The best Bayesian statistics book (maybe the best resource I’ve found overall) is Kruschke’s Doing Bayesian Data Analysis. The second edition, which contains high-level code to run rstan and rjags is really useful, and this not only helped my understanding of Bayesian stats, but understand probability distributions in general.

Finally, An Introduction to Statistical Learning, by James, Witten, Hastie, and Tibshirani, is a must-read for anyone who wants to delve into machine learning. The explanation of bias-variance trade-off changed my approach to modeling, and this book started me down the road to learning about a lot more ML and deep learning methods.

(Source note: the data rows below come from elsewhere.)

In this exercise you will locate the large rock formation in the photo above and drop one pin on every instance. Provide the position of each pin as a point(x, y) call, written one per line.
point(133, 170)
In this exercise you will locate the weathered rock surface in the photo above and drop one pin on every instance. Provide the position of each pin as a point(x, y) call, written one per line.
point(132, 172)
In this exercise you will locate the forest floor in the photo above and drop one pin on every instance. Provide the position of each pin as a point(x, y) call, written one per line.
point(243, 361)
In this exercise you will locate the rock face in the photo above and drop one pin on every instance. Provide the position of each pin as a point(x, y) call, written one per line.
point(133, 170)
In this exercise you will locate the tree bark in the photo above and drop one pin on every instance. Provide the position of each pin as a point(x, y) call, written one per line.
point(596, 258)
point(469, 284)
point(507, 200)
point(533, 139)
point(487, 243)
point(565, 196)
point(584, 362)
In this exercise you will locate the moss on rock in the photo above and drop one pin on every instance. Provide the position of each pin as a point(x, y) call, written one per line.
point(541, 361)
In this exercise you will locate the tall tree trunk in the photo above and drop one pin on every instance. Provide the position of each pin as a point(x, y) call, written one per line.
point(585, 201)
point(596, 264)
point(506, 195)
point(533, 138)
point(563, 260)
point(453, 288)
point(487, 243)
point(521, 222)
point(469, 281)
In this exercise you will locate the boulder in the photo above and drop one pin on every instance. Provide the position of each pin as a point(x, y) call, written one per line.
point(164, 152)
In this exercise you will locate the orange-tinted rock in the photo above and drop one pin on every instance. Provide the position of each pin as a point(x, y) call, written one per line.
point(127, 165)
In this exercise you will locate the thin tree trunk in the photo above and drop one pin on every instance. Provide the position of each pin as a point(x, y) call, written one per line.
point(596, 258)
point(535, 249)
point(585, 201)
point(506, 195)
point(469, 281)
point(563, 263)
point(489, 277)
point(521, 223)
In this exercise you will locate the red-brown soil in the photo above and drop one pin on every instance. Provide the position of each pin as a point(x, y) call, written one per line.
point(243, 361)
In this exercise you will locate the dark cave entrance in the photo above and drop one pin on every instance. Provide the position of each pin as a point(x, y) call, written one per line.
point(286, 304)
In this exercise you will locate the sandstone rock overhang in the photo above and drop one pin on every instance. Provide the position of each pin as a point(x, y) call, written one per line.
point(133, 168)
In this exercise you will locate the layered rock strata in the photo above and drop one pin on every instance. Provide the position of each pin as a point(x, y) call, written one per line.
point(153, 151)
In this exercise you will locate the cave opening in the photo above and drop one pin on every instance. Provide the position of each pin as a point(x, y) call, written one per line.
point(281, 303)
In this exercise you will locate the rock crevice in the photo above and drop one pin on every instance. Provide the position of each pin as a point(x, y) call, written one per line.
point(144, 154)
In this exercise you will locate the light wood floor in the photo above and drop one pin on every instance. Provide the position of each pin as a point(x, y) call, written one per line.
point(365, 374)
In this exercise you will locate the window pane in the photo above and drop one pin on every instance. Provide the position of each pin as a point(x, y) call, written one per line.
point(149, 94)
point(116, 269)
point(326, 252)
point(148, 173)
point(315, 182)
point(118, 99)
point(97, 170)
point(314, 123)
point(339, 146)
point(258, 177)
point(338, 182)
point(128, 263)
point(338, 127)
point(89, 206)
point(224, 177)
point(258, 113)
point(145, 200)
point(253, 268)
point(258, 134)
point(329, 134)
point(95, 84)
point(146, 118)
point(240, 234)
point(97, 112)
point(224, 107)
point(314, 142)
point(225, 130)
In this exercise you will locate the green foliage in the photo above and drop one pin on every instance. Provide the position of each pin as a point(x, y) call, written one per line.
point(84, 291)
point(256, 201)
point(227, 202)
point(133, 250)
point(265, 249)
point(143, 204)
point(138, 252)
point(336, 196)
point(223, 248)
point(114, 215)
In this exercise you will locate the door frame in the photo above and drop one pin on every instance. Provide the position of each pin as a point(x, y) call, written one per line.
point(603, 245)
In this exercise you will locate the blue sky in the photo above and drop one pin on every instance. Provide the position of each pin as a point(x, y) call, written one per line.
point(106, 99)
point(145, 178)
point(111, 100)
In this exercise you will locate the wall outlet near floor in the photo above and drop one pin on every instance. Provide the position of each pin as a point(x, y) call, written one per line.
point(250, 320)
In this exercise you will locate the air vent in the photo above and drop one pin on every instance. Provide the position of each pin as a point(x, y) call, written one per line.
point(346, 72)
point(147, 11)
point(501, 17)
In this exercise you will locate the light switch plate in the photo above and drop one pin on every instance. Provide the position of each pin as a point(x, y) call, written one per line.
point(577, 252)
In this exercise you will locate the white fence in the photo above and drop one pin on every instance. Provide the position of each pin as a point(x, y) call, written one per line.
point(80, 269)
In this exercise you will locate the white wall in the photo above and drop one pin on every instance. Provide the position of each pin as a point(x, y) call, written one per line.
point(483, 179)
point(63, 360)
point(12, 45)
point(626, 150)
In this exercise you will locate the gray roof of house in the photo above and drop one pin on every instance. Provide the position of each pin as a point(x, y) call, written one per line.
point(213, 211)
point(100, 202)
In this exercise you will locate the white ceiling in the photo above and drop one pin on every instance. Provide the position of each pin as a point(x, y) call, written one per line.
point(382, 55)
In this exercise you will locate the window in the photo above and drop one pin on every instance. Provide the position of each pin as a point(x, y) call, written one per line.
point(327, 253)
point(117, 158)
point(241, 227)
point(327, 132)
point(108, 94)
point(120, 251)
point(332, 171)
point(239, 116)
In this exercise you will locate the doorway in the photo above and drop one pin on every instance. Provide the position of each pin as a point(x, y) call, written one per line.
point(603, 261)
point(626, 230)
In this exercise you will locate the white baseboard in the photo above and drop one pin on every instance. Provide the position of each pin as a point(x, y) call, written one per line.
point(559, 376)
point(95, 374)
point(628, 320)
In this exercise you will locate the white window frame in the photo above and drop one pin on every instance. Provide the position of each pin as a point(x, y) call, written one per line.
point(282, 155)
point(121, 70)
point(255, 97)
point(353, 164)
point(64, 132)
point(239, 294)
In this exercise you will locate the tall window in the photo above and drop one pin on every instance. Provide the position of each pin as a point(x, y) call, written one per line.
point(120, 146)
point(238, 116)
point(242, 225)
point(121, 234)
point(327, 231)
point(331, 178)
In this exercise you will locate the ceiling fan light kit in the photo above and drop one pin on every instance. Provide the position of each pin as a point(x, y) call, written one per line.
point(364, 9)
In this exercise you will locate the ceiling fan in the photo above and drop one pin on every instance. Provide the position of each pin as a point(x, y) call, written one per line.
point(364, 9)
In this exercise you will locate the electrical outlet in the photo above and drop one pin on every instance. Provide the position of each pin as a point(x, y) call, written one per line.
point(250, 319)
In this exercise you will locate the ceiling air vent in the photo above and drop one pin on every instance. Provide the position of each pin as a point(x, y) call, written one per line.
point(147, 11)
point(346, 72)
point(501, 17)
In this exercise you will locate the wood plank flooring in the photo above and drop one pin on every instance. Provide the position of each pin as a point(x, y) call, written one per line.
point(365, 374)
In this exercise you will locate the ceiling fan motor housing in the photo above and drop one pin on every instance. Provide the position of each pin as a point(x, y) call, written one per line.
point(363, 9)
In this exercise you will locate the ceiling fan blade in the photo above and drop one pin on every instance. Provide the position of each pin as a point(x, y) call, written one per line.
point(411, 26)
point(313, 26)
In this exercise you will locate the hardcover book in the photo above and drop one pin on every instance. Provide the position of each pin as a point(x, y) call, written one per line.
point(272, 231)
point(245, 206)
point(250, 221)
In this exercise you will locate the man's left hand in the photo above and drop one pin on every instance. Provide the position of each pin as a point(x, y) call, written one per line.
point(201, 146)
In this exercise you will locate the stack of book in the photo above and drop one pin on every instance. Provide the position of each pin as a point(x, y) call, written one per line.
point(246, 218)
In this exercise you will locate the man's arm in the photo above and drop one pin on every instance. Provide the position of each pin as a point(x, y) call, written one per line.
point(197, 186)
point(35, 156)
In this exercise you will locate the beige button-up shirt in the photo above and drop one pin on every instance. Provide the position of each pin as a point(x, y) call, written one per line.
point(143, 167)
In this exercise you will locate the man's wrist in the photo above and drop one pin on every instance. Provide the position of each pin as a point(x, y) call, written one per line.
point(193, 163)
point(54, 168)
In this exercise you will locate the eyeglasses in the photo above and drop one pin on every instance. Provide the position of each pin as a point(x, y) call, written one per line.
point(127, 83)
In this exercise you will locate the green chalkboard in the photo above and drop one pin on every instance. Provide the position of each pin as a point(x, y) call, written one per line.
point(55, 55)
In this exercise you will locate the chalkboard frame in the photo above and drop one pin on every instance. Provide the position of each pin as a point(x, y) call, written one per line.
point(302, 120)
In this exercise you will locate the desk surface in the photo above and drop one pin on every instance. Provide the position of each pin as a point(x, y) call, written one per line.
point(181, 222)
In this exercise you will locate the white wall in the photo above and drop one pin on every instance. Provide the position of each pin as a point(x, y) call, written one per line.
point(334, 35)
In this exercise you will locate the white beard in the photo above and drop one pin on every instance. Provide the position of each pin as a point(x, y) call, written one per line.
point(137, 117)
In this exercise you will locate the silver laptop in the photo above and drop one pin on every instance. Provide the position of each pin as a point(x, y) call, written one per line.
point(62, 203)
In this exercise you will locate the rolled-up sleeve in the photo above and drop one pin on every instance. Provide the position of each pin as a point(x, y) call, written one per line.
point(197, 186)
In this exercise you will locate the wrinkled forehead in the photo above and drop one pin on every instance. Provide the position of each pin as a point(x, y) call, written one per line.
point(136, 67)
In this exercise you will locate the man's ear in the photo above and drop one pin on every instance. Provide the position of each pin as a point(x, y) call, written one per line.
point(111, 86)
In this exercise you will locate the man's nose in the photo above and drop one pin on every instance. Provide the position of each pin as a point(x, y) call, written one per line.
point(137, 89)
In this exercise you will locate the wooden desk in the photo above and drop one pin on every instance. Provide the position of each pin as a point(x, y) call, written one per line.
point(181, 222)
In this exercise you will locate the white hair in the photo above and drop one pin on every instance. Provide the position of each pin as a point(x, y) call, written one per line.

I’ll also toss in that finding a user interface/programming environment is critical if you’re going to go it on your own. I started out using Stata IC, which is great because it has dropdown menus and an outstanding help manual that covers both practical and theoretical issues. Along with this, the UCLA website–stats.idre.ucla.edu/stata/ contains tons of code examples, which I often used when reading about various methods, such as survival, longitudinal, and time series analysis in textbooks. If you want to use R, then RStudio is a must, and for Python, Jupyter notebook or Spyder via the Anaconda platform are really useful. Finally, if you want to delve into deep learning, the keras package (via Python) is almost too easy to use, and has a great support pages and online examples.